GraphLake Documentation

Version: 0.1.0

Date: January 18, 2025

Introduction

GraphLake is a graph database that supports a unified OneGraph model, seamlessly combining property graphs and RDF. This means you do not need to choose between the two graph types; it supports both simultaneously, offering flexibility and versatility for a wide range of use cases.

Designed for scalability and performance, GraphLake supports both large analytical workloads and Online Transaction Processing (OLTP) scenarios. Its architecture draws inspiration from the MPP style of systems like Apache Iceberg and DeltaLake. However, GraphLake introduces automatic data partitioning, with representation and filtering mechanisms specifically optimized for graph data structures.

GraphLake is engineered to work efficiently with files stored locally on high-performance NVMe or SSD drives or in cloud storage solutions such as Amazon S3 (and S3-compatible options like MinIO) or Azure Blob Storage. The system allows independent scaling of compute and storage resources to match workload requirements. For instance, you can store large volumes of data cost-effectively while using a small compute instance, or opt for a configuration with smaller datasets and larger compute resources to support high-performance querying.

Leveraging parallel processing and memory, GraphLake delivers impressive performance, with the ability to scale hardware resources for even greater efficiency.

GraphLake is not offered as a managed service. Instead, it is designed to be deployed within your cloud environment or run on your hardware, giving you complete control over your setup and infrastructure. We provide a developer edition that is free to use indefinitely, making it easy to get started with GraphLake and explore its capabilities.

Versions

There are 4 versions of GraphLake

Installation

GraphLake developer edition is available now, commercial releases will be coming soon. If you would like to know more or start using GraphLake commercially, please email "contact @ dataplatformsolutions.com"

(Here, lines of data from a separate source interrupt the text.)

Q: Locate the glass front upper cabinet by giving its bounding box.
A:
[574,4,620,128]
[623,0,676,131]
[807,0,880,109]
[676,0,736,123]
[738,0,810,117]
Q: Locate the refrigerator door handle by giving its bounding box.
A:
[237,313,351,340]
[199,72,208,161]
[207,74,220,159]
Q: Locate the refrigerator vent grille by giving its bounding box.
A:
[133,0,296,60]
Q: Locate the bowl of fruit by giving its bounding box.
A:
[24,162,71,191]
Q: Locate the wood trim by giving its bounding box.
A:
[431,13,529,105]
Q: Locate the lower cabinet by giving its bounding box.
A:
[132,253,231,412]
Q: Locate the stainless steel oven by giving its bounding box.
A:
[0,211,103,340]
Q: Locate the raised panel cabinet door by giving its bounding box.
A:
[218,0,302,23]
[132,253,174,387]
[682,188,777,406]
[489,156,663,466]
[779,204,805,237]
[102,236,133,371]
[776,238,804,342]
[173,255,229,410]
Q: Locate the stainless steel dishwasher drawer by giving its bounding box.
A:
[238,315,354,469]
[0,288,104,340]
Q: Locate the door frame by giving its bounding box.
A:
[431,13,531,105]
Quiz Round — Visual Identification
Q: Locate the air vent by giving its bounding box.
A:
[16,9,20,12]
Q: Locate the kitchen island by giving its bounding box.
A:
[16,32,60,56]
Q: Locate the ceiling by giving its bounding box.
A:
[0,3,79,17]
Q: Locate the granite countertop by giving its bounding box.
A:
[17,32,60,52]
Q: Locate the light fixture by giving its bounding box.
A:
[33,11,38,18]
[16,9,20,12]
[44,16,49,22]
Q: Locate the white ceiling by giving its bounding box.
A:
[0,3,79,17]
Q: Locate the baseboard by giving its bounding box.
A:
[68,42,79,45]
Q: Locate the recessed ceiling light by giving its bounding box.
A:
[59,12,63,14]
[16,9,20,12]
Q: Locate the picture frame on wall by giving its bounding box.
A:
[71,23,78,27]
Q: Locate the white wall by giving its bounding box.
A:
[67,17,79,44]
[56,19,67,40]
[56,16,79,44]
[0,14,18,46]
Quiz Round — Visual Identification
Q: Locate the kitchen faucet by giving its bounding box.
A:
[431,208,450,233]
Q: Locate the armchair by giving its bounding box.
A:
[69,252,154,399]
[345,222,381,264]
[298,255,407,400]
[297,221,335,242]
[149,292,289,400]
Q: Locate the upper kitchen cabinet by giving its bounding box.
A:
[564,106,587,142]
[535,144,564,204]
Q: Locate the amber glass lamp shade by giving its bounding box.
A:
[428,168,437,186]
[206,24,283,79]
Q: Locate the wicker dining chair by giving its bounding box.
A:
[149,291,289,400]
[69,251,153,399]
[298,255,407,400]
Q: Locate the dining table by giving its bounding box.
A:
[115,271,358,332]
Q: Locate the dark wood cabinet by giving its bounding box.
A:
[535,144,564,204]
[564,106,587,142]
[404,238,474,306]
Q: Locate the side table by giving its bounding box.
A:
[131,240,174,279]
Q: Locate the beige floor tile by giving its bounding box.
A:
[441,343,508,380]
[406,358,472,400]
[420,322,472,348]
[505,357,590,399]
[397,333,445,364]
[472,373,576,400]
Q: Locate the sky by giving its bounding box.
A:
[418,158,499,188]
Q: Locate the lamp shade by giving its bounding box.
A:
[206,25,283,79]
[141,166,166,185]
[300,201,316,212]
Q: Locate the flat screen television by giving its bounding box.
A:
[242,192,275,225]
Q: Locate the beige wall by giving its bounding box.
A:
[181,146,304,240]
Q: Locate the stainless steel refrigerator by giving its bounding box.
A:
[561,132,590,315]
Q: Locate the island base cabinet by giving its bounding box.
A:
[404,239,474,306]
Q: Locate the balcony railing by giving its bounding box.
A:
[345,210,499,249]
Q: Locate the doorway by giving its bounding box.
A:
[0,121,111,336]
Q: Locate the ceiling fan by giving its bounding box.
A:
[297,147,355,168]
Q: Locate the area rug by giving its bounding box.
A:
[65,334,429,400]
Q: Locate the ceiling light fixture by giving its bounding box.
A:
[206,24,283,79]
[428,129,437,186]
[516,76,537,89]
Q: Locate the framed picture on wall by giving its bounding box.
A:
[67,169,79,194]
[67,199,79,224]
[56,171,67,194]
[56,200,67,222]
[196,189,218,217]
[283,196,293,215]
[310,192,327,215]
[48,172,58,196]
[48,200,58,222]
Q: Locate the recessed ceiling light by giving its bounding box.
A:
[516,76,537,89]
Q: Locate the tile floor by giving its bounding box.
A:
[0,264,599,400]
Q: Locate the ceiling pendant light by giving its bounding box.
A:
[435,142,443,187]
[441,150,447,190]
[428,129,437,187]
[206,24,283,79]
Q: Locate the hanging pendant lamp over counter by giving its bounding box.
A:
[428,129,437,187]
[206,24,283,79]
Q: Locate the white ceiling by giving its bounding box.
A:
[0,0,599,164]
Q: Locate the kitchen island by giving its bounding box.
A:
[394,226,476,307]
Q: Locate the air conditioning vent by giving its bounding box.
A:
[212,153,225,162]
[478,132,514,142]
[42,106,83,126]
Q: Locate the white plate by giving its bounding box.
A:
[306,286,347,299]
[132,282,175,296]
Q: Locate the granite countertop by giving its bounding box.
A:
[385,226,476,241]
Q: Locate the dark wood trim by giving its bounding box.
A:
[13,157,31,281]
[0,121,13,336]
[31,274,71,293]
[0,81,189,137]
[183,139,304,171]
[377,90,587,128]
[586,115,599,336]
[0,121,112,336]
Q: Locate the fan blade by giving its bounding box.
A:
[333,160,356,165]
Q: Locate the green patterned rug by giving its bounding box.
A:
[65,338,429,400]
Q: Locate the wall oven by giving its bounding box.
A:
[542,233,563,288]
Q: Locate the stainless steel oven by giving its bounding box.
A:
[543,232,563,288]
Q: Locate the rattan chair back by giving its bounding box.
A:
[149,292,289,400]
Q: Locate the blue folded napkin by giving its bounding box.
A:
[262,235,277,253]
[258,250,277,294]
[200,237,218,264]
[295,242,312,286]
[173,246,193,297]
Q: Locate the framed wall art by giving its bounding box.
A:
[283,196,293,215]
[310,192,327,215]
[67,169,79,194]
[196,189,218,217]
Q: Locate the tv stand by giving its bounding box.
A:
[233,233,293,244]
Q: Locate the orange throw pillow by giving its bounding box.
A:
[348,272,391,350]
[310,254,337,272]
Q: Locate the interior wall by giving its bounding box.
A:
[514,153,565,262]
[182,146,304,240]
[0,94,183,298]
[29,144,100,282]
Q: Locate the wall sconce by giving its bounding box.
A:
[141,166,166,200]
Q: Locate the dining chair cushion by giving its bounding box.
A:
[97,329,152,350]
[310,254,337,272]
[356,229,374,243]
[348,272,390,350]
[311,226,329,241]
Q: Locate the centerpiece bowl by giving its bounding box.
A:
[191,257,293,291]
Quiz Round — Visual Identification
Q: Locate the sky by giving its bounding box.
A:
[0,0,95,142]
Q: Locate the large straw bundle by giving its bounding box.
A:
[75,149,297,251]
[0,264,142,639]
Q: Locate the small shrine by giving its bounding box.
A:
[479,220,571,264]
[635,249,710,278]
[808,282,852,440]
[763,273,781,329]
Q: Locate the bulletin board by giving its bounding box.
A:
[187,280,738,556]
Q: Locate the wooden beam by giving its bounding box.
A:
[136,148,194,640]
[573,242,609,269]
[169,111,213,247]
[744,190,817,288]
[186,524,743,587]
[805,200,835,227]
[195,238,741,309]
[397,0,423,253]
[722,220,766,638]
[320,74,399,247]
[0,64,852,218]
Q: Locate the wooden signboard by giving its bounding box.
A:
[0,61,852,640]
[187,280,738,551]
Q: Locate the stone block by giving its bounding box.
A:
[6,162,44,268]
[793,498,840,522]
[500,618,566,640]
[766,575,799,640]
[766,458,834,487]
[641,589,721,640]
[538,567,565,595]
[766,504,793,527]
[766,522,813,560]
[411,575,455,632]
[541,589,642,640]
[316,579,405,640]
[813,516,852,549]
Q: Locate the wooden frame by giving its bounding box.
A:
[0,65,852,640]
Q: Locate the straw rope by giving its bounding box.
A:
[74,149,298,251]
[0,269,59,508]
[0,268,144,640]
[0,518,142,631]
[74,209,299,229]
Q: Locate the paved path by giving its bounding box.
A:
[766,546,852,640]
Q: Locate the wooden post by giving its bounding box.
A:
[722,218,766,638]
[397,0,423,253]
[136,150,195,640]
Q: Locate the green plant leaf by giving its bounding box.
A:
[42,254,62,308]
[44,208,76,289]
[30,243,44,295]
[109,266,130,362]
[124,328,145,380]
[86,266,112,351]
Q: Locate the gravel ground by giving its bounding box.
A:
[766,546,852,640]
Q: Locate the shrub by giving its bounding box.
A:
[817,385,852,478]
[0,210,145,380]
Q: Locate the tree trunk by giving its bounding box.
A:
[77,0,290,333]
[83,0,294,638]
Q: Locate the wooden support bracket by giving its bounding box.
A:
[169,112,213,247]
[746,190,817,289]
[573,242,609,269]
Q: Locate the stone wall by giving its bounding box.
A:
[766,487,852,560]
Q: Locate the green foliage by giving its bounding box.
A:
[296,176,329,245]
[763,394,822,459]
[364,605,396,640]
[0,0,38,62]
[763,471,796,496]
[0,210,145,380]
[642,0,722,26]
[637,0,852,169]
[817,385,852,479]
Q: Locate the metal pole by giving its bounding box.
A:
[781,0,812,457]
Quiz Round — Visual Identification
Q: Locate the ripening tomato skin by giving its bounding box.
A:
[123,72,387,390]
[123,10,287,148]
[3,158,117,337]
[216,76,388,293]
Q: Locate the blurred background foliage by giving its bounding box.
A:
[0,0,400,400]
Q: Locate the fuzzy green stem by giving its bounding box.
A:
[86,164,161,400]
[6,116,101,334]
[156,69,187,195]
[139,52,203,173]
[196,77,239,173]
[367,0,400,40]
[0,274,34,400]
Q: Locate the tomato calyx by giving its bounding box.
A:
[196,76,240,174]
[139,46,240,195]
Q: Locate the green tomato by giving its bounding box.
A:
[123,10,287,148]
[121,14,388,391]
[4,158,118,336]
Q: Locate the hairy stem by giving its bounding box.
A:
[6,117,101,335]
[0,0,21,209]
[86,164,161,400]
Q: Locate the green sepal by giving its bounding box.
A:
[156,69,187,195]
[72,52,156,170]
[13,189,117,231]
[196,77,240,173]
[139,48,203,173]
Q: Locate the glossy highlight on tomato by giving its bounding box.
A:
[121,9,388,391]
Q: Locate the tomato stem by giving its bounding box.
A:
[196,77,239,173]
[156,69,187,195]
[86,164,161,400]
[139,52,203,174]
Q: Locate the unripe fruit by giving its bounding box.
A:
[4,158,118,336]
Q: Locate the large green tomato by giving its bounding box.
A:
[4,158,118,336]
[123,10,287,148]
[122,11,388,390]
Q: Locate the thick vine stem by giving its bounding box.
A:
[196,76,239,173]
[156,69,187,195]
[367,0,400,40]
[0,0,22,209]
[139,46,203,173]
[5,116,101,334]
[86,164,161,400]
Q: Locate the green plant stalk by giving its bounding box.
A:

GraphLake is available as a docker image. The docker image is available here on docker hub.

Downloads

Either download and unpack the binary from the .zip package and place it on your path, or pull the docker image:

docker pull dataplatformsolutions/graphlake:latest

Cloud Deployments

To support deploying GraphLake into your cloud we have provided example terraform scripts that can be used and adapted to a specific setup. Deployment of GraphLake through the AWS and Azure marketplace is coming soon.

AWS

AWS terraform on https://github.com/dataplatformsolutions/graphlake-deploy

Available in the AWS marketplace - coming soon!

Azure

Azure terraform on https://github.com/dataplatformsolutions/graphlake-deploy

Available in the Azure marketplace - coming soon!

Digital Ocean

Digital Ocean terraform on https://github.com/dataplatformsolutions/graphlake-deploy

Config and Startup

GraphLake supports the following startup config environment variables:

adminPassword := os.Getenv("GRAPHLAKE_ADMIN_PASSWORD")
Environment Variable Description
GRAPHLAKE_BACKEND_TYPE The storage backend to use (local, s3, azure) - only local is supported at the moment
GRAPHLAKE_STORE_PATH The path to store data when using local backend
GRAPHLAKE_PORT The port to listen on
GRAPHLAKE_LOG_LEVEL The log level to use - debug or info
GRAPHLAKE_CACHE_SIZE Size of datafile cache
GRAPHLAKE_IMPORT_LOCATION Path relative to store path. Used to locate files for import
GRAPHLAKE_ADMIN_PASSWORD Password for user admin. Used for Business edition and up to secure GraphLake.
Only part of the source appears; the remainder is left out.